After many discussions with non-profit bird organizations/volunteers, city officials, government wildlife bureaus, facilities managers, and architects who were working on the issue, the film content started to take shape. The main parts of the video are: what is the issue (including a little about why we should care), what can we do about it for existing buildings, and what can we do in our new buildings. Since I had only just made my very first video at the beginning of the quarter, I decided to bring on a documentary student from the film department to help take it to the next level. The final video included many scenes such as: live birds, birds running into windows, birds dying, laying out of the dead birds, scavengers eating the birds, an interview with the Audubon’s Wildlife Care veterinarian, interviews with American Bird Conservancy expert, which buildings are the worst offenders, bird’s eyes, solutions for existing buildings, a case study at Lewis and Clark Law School, solutions for new buildings, and a case study with a local architect.

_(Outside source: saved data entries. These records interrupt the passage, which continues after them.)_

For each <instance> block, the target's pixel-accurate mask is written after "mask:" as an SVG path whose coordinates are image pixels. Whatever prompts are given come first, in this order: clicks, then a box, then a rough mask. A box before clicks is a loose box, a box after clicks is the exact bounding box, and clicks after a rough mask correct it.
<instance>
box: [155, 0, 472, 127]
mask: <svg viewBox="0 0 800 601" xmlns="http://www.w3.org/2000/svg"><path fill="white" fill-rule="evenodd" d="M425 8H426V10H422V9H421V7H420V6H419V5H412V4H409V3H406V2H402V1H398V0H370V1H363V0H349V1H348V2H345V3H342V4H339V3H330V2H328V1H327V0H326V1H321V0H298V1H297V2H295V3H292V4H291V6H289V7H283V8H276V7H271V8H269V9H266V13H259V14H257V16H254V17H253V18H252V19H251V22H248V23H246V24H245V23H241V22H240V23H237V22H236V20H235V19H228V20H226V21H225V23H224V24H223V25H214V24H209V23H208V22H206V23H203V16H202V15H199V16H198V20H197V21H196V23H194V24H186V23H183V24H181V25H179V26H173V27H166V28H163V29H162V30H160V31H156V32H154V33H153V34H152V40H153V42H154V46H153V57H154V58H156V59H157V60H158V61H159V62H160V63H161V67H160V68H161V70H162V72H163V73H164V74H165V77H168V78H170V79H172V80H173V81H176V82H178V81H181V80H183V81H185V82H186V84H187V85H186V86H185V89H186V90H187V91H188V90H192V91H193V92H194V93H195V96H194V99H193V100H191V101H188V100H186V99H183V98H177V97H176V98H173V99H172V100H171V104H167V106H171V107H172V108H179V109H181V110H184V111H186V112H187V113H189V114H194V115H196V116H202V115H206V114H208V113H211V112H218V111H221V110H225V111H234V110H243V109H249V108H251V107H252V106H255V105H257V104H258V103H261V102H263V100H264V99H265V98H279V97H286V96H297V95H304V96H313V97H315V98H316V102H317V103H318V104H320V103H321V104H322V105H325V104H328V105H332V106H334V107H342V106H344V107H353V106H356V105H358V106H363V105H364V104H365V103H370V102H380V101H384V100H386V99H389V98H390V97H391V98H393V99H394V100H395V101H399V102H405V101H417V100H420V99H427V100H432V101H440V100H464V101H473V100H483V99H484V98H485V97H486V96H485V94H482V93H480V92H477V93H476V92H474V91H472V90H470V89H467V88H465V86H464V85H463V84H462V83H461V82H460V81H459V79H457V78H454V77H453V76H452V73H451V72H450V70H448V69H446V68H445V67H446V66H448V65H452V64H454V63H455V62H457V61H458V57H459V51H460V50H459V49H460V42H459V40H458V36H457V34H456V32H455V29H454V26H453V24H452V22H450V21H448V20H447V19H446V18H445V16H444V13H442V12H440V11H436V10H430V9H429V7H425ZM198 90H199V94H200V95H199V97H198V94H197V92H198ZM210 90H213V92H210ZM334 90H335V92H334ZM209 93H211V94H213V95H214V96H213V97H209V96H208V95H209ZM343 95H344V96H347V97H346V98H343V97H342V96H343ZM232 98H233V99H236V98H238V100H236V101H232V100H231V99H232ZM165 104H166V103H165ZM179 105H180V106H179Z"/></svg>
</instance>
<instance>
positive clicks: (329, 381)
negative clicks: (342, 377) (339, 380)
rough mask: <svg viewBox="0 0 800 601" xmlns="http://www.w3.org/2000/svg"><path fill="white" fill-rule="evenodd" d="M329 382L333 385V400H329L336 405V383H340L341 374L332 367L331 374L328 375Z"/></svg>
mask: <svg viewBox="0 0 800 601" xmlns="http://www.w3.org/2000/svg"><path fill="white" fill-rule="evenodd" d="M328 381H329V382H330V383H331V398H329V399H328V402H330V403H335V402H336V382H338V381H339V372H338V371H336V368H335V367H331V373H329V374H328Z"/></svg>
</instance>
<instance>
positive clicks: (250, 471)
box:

For the final presentation, I also created a few “background displays” to help enhance the video. Above my display space, I projected a large, moving image of an array of thousands of dead birds that had been laid out by a volunteer group at the Toronto museum. On the floor I created a physical 4.5’x6′ art piece that mimicked the projected image. The art piece was made of 500+ bird feathers laid out in an array similar to the projected photograph. To the left of the television where the move was played, I placed a window sample where I had “painted” a bird ghost – reminiscent of the ghostly outline that is often left by the residue of a bird after it hits a window (“painted” refers to glue and baking soda). To the right, I had a table laid out with window samples that had the various solutions I had discussed during the video – this included factory-made samples, along with hand-made samples I created. Before I played the video, I had a short film about the process that brought me to the issue including video of the film student who helped out. I also had a couple of visitors from the Audubon Society of Portland – Deb Sheaffer, the veterinarian we interviewed, and the peregrine falcon, Finnegan, with his handler Robin.
Thanks for everything Jose and Belinda!